Chapter 10: Exploratory Structural Equation Modeling
-
Published:2013
Alexandre J. S. Morin, Herbert W. Marsh, Benjamin Nagengast, 2013. "Exploratory Structural Equation Modeling", Structural Equation Modeling: A Second Course, Gregory R. Hancock, Ralph O. Mueller
Download citation file:
In a seminal publication, Cohen (1968) presented multiple regression as a generic data-analytic system for quantitative dependent variables (outcomes) encompassing classical analyses of variance and covariance, interactive effects, and predictive non-linearity among quantitative and qualitative predictors. However, multiple regression and most of the General Linear Model procedures were later shown to represent special cases of the even more encompassing framework of canonical correlation analysis, allowing for the inclusion of multiple outcomes within the same model (Knapp, 1978).
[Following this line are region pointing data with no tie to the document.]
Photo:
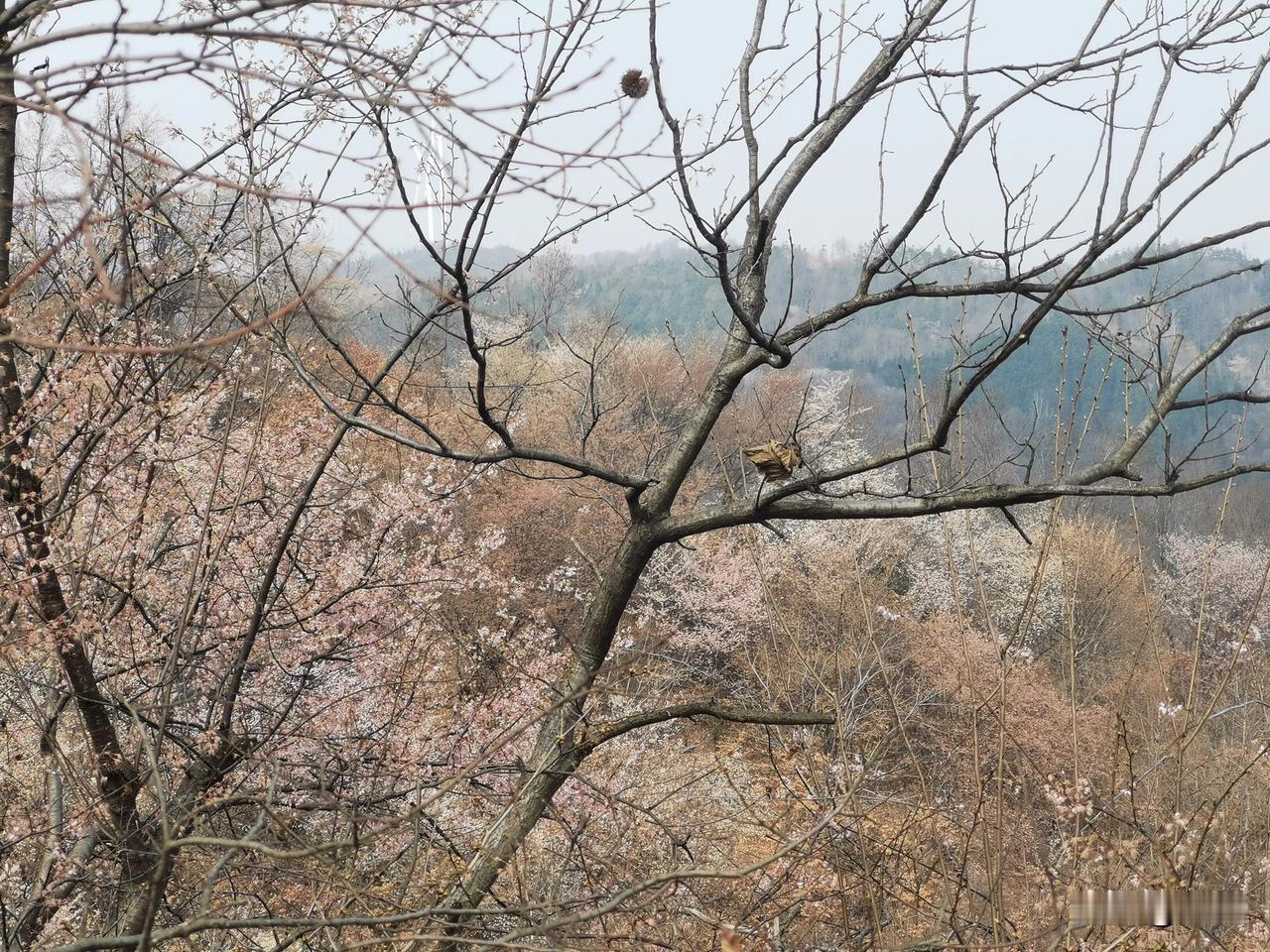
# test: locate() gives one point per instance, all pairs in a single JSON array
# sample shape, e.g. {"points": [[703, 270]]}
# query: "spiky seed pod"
{"points": [[634, 84]]}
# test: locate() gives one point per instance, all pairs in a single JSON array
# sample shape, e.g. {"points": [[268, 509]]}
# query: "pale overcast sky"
{"points": [[699, 45]]}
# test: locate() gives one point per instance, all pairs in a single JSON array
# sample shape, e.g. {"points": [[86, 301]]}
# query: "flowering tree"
{"points": [[365, 647]]}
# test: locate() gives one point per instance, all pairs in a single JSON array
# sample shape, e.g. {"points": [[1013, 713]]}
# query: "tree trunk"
{"points": [[561, 747]]}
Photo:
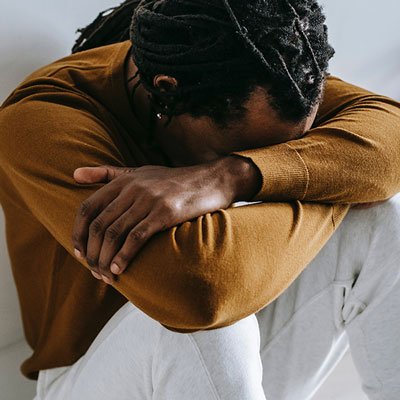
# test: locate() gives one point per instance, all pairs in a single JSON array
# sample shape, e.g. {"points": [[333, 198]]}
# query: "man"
{"points": [[239, 86]]}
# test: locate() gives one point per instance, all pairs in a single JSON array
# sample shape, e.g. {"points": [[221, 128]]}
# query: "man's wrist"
{"points": [[244, 176]]}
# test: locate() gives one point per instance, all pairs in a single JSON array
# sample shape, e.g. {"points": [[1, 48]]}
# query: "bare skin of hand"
{"points": [[113, 224]]}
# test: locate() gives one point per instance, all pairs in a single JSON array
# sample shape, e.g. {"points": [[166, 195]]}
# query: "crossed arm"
{"points": [[204, 273]]}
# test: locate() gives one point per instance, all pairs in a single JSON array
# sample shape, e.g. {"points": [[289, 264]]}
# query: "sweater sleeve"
{"points": [[351, 154], [203, 274]]}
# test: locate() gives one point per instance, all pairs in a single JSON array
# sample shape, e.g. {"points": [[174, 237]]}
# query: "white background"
{"points": [[34, 33]]}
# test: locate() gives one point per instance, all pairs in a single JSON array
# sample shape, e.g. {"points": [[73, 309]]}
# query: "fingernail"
{"points": [[115, 269], [77, 253], [96, 275]]}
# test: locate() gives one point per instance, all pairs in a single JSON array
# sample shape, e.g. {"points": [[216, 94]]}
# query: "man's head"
{"points": [[220, 51], [228, 74]]}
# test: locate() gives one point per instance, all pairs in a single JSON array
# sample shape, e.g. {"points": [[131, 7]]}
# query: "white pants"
{"points": [[349, 295]]}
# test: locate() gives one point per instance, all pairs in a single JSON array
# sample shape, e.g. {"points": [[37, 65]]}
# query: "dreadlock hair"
{"points": [[220, 51]]}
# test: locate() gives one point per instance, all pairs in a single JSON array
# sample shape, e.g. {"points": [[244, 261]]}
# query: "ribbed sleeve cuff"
{"points": [[284, 172]]}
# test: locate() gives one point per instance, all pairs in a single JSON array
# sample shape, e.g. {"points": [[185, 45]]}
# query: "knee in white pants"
{"points": [[369, 256], [215, 364]]}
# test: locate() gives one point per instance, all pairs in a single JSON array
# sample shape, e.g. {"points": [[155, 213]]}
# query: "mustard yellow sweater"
{"points": [[203, 274]]}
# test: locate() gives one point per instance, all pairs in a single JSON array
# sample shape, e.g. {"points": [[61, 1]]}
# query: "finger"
{"points": [[87, 211], [116, 234], [103, 173], [98, 228], [134, 241], [112, 229], [101, 277]]}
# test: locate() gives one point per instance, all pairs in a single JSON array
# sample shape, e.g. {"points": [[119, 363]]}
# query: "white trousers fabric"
{"points": [[348, 296]]}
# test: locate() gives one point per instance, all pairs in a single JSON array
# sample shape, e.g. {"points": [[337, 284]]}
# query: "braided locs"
{"points": [[220, 50]]}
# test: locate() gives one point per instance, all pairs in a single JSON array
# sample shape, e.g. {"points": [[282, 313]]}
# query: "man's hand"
{"points": [[135, 203]]}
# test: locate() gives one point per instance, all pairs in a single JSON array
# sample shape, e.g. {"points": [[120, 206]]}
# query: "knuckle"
{"points": [[103, 269], [103, 266], [124, 258], [85, 207], [97, 226], [112, 233], [111, 207], [76, 239], [137, 235], [92, 262]]}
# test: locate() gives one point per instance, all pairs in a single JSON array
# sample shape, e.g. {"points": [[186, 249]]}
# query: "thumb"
{"points": [[103, 173]]}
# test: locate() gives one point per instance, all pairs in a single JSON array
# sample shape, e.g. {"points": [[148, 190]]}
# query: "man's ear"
{"points": [[165, 83]]}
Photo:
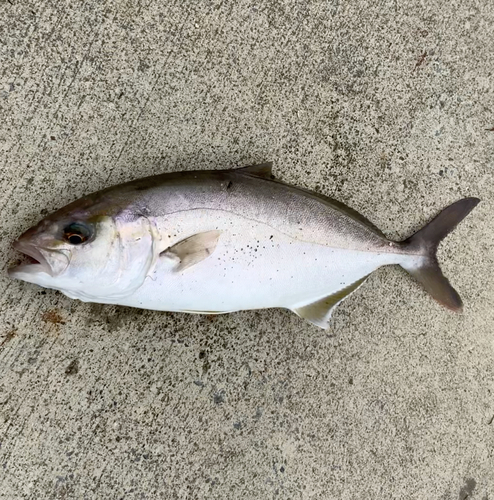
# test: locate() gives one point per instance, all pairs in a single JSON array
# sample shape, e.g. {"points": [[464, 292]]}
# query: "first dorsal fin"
{"points": [[264, 170], [319, 312]]}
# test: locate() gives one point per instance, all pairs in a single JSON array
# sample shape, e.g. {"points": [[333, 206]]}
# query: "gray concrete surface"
{"points": [[385, 106]]}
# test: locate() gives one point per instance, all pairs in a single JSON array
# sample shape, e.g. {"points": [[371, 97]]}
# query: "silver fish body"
{"points": [[221, 241]]}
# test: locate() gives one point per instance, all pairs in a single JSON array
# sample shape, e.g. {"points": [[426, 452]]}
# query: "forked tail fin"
{"points": [[425, 243]]}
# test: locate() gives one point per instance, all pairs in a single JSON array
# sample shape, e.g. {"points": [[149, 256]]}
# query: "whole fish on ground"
{"points": [[224, 240]]}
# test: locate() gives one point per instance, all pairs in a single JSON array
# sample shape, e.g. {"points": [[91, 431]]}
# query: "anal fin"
{"points": [[319, 312]]}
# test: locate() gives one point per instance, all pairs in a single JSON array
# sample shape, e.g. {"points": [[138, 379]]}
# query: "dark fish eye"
{"points": [[76, 233]]}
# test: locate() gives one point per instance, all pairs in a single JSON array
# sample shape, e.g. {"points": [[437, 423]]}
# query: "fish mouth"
{"points": [[33, 260]]}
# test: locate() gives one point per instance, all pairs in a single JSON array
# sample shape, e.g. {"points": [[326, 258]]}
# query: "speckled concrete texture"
{"points": [[387, 106]]}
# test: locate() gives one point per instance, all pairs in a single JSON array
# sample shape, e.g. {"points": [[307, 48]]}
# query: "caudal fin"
{"points": [[425, 243]]}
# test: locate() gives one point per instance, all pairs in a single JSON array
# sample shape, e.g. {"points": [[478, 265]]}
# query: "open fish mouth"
{"points": [[32, 260]]}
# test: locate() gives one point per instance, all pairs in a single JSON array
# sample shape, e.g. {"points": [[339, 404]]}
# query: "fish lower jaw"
{"points": [[27, 272]]}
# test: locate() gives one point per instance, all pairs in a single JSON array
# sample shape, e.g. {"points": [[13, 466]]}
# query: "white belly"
{"points": [[253, 268]]}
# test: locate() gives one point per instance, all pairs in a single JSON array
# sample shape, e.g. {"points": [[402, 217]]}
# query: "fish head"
{"points": [[90, 250]]}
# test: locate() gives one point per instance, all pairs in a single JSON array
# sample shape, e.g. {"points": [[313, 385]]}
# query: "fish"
{"points": [[219, 241]]}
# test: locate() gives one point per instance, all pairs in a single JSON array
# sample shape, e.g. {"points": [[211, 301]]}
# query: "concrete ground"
{"points": [[387, 106]]}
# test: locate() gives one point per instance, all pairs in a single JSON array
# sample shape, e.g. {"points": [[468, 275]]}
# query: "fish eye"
{"points": [[76, 233]]}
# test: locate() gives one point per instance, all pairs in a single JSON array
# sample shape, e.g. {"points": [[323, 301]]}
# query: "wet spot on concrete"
{"points": [[72, 368]]}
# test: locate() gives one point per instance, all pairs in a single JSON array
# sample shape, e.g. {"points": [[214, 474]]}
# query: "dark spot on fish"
{"points": [[467, 489], [73, 368], [52, 316]]}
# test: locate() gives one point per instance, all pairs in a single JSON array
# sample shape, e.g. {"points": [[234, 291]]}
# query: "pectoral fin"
{"points": [[193, 249], [319, 312]]}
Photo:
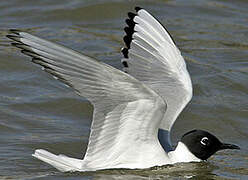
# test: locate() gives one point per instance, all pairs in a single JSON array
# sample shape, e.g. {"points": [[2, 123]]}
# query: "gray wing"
{"points": [[152, 57], [126, 112]]}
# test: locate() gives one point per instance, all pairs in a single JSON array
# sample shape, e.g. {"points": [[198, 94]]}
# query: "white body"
{"points": [[129, 108], [152, 157]]}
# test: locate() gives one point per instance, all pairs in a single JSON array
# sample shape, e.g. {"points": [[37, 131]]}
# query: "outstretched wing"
{"points": [[152, 57], [126, 112]]}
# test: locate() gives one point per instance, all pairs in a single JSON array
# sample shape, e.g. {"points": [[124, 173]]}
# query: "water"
{"points": [[37, 111]]}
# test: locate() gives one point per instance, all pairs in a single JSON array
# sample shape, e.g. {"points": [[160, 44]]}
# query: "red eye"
{"points": [[204, 141]]}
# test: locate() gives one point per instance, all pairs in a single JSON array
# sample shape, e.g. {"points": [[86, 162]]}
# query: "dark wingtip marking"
{"points": [[125, 52], [129, 34], [129, 31], [17, 45], [127, 39], [130, 23], [131, 15], [13, 37], [137, 8]]}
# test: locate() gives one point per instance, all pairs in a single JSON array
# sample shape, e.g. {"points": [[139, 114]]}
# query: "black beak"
{"points": [[228, 146]]}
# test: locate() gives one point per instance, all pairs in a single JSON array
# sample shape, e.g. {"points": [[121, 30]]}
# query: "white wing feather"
{"points": [[154, 59], [126, 116]]}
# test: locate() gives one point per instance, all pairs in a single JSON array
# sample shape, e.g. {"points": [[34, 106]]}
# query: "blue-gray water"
{"points": [[36, 111]]}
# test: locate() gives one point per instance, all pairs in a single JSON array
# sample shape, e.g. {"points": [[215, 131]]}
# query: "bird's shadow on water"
{"points": [[203, 170]]}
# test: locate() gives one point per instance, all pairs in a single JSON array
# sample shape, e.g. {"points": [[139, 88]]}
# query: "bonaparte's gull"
{"points": [[134, 109]]}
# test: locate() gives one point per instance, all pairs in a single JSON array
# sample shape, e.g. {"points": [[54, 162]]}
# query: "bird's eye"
{"points": [[204, 141]]}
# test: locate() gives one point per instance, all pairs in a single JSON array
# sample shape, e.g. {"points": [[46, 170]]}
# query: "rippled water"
{"points": [[37, 111]]}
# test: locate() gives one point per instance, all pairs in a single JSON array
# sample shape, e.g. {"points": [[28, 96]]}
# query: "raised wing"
{"points": [[126, 112], [152, 57]]}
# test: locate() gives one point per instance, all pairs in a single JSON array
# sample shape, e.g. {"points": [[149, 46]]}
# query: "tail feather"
{"points": [[60, 162]]}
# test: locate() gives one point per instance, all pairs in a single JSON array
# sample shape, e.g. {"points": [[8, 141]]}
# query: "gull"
{"points": [[134, 109]]}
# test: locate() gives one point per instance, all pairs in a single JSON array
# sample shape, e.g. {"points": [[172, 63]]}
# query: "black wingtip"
{"points": [[137, 8], [131, 15], [127, 39], [125, 52]]}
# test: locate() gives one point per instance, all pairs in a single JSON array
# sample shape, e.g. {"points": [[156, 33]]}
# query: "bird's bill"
{"points": [[228, 146]]}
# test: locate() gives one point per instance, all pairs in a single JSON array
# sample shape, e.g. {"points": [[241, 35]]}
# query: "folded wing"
{"points": [[126, 115], [152, 57]]}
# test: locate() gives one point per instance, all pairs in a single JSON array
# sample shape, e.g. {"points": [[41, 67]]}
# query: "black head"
{"points": [[203, 144]]}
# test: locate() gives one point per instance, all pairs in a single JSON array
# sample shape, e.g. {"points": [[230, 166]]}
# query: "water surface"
{"points": [[36, 111]]}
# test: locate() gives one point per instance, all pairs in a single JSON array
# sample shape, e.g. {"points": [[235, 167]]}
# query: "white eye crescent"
{"points": [[204, 141]]}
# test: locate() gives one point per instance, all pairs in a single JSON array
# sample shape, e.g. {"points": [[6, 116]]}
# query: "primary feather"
{"points": [[152, 57], [129, 108]]}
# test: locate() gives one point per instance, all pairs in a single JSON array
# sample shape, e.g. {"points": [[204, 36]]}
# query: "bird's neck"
{"points": [[182, 154]]}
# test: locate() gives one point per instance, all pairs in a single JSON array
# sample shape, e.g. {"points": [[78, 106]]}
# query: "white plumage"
{"points": [[129, 108]]}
Similarly, Structural Equation Modeling (SEM) was proposed as an even more flexible framework (Bagozzi, Fornell, & Larker, 1981; Fan, 1997; Graham, 2008), covering any relation that could be studied with canonical correlation analysis, but also allowing for the simultaneous estimation of chains of direct and indirect effects (i.e., path analysis) based on latent variables that implicitly correct the estimated relations for measurement error (i.e., confirmatory factor analysis [CFA]). Then, Muthén (2002; also see Skrondal & Rabe-Hesketh, 2004) incorporated all of these methods into an even more generic framework (generalized SEM [GSEM]), allowing for the estimation of relations between any type of quantitative or qualitative observed and latent variables. Although exploratory factor analyses (EFAs) have been around for more than a century (Spearman, 1904) and represent an important precursor of CFAs (Cudeck & MacCallum, 2007), and thus of SEM and GSEM, it was until recently excluded from these generalized frameworks.